Pgi (17.3)– PGI® Workstation: PGI’s suite of compilers and toolsPGI Workstation™ is PGI’s single-user scientific and engineering compilers and tools product.

pycharm (2017.2.3)– PyCharm is an integrated development environment used in computer programming, specifically for the Python language.

python (2.7, 3)– Python is a remarkably powerful dynamic programming language that is used in a wide variety of application domains. Python is often compared to Tcl, Perl, Ruby, Scheme or Java.

sbt (1.0.1)– sbt is a build tool for Scala, Java, and more.

sge (2011.11p1)– The Sun Grid Engine queuing system is useful when you have a lot of tasks to execute and want to distribute the tasks over a cluster of machines.

Singularity (2.6.0)– Singularity is a container platform focused on supporting "Mobility of Compute". Mobility of Compute encapsulates the development to compute model where developers can work in an environment of their choosing and creation, and when the developer needs additional compute resources, this environment can easily be copied and executed on other platforms. Additionally, as the primary use case for Singularity is targeted towards computational portability. Many of the barriers to entry of other container solutions do not apply to Singularity, making it an ideal solution for users (both computational and non-computational) and HPC centers.

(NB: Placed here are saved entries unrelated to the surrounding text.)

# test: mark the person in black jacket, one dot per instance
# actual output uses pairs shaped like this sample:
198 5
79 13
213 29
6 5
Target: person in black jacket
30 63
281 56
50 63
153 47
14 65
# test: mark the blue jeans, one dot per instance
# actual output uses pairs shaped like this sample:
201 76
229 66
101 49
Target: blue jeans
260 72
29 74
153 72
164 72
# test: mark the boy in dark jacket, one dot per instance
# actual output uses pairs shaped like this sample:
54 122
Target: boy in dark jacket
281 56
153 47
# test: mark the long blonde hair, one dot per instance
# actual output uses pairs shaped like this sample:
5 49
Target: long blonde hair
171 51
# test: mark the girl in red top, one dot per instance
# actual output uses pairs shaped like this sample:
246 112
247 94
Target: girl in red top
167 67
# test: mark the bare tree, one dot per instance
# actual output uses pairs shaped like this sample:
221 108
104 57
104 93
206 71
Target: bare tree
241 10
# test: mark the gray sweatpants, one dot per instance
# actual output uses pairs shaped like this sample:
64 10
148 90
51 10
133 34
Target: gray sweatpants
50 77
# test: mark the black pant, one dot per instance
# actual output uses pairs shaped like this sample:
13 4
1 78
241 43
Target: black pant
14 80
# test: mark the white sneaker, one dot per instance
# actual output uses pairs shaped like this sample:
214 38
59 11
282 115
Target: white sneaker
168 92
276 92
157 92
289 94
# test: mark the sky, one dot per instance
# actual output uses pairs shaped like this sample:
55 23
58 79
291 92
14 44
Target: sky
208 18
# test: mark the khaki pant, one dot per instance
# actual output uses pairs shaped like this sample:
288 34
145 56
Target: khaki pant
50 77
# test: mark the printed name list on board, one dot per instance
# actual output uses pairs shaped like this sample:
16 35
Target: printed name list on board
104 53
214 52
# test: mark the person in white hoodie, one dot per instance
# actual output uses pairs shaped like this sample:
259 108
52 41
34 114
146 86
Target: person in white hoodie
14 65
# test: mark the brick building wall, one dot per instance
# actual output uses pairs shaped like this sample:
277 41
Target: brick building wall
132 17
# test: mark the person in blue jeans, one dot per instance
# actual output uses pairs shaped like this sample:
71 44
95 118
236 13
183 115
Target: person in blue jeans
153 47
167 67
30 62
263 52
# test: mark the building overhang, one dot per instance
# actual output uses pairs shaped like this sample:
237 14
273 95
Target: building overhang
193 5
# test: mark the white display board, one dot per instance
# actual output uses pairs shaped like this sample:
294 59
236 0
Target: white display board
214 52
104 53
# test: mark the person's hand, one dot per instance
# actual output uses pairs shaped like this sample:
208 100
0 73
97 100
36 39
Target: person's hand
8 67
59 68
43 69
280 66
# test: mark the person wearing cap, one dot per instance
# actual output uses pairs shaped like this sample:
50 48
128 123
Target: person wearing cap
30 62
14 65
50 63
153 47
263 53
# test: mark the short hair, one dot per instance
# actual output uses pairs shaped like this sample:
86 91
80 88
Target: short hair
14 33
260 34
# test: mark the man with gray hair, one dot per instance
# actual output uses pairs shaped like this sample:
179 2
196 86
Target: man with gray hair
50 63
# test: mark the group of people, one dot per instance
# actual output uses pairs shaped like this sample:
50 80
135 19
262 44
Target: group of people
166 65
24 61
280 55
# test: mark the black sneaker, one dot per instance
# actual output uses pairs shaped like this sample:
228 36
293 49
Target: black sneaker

slurm (16.05.8)– The Slurm Workload Manager, or Slurm, is a free and open-source job scheduler for Linux and Unix-like kernels, used by many of the world's supercomputers and computer clusters.

tensorflow (1.3)– TensorFlow is an open-source machine learning library for research and production.

Torque (6.0.2)– The Terascale Open-source Resource and QUEue Manager (TORQUE) is a distributed resource manager providing control over batch jobs and distributed compute nodes

TSN (2017)– a novel framework for video-based action recognition. which is based on the idea of long-range temporal structure modeling. It combines a sparse temporal sampling strategy and video-level supervision to enable efficient and effective learning using the whole action video.

General Sciences

cloudy (c17)– Cloudy is a spectral synthesis code designed to simulate conditions in interstellar matter under a broad range of conditions.

gflow (1.7)– GFLOW is a highly efficient stepwise groundwater flow modeling system developed by Haitjema Software. It models steady state flow in a single heterogeneous aquifer using the Dupuit-Forchheimer assumption.

SNANA (10_60d)– SNANA contains a light curve fitter and simulation that can be applied to any supernova (SN) model and to any data set.

wrf (3.9.1)– WRF is a state-of-the-art atmospheric modeling system designed for both meteorological research and numerical weather prediction. It offers a host of options for atmospheric processes and can run on a variety of computing platforms.